Pandemia wyhamowała działanie całych sektorów światowej gospodarki wykorzystujących drewno w produkcji domów czy mebli. Mimo tego w krótkim czasie nastąpił nagły wzrost zapotrzebowania na surowiec.
"Po krótkim okresie wyhamowania, wydarzyły się dwa nieoczekiwane zjawiska odpowiadające za obecny boom" - napisał PIE w analizie opublikowanej w Tygodniku Gospodarczym.
Potwierdzają to dane z the Global Sawlog Price Index, który pokazuje poziom cen drewna na świecie. W IV kwartale 2020 r. wzrósł on o 8 proc. kw/kw, do poziomu 74,66 dolarów za 1 m sześc. drzewa.
Jest to - jak zaznaczyli eksperci PIE - najwyższy poziom od dwóch lat i o 2 dol. wyższy od 25-letniej średniej. Z kolei wskaźnik cen europejskich (ESPI) odbił pod koniec 2020 r. z najniższego od 11 lat poziomu, zanotowanego w III kw. 2020 r., do 76,13 euro za 1 m sześc.

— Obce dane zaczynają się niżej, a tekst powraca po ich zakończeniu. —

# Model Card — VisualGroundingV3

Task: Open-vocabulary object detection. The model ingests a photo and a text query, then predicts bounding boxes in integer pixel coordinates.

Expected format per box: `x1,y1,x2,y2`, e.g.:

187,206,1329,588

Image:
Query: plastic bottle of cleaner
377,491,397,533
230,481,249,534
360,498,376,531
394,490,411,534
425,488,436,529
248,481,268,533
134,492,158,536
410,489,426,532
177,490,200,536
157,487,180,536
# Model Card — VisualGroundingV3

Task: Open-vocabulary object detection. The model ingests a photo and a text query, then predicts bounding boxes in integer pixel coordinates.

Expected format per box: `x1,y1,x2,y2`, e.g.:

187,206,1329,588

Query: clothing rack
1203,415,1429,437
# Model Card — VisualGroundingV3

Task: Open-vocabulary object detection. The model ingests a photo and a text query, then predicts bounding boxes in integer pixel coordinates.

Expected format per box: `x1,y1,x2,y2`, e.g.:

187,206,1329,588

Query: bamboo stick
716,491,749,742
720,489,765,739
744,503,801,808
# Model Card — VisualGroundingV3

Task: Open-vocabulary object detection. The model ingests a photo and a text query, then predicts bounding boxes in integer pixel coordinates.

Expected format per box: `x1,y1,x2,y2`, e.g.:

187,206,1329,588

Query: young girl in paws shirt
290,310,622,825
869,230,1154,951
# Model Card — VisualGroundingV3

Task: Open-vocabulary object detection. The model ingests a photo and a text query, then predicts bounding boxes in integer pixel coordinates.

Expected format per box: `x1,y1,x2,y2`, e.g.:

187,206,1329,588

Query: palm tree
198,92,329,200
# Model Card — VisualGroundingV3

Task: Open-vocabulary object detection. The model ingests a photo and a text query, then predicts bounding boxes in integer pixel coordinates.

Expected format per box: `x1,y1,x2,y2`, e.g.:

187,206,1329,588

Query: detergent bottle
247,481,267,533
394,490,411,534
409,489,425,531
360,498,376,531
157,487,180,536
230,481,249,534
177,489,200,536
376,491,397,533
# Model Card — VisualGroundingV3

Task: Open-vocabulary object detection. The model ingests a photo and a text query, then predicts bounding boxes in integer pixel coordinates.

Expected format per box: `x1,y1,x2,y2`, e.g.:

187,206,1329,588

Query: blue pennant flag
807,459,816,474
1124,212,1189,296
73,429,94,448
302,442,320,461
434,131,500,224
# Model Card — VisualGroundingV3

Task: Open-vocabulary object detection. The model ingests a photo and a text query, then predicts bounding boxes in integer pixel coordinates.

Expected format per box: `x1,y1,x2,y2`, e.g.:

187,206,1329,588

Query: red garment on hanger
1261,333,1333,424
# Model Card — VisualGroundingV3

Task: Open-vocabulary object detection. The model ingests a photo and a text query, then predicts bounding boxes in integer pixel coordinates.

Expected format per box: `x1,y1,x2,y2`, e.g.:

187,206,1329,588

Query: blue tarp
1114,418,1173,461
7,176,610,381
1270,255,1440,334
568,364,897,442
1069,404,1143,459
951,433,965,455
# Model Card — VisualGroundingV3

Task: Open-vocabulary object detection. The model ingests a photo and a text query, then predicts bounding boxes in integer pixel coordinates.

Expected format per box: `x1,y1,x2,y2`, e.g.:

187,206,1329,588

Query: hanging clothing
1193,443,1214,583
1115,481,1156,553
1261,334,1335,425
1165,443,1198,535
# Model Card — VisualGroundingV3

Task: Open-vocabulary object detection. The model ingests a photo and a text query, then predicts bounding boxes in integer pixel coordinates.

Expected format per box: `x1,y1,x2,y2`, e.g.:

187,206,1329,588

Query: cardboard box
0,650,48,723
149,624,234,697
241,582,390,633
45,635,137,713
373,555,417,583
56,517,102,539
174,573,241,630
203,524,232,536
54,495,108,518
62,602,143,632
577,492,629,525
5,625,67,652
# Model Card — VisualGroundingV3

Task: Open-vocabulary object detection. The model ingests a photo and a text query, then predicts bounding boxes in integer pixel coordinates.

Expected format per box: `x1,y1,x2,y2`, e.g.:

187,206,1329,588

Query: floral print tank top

Jak wyjaśniają eksperci na początku pandemii ludzie zaczęli gromadzić olbrzymie zapasy środków toaletowych, w tym wiele takich, do produkcji których wykorzystywane jest drewno. Później okazało się, że zamknięci w domach, zaczęli wymieniać meble, przeprowadzać remonty i naprawy. Wraz z odbiciem popandemicznym wzrosła liczba budów nowych domów, a co za tym idzie - zapotrzebowanie na drewno.
W niektórych krajach zapotrzebowanie na drewno przekroczyło możliwości produkcyjne. W USA, tak wrosło zapotrzebowanie w budownictwie, że sektor tartaczny odczuwający konsekwencje załamania z czasów kryzysu finansowego nie był w stanie szybko zwiększyć podaży.
"O ile jednak zmiany wywołane pandemią można uznać za zjawiska losowe, które się nie powtórzą, o tyle problemy spowodowane zmianami klimatycznymi i ekstensywną gospodarką będą głównymi wyzwaniami dla tego sektora w kolejnych latach" - napisali autorzy analizy.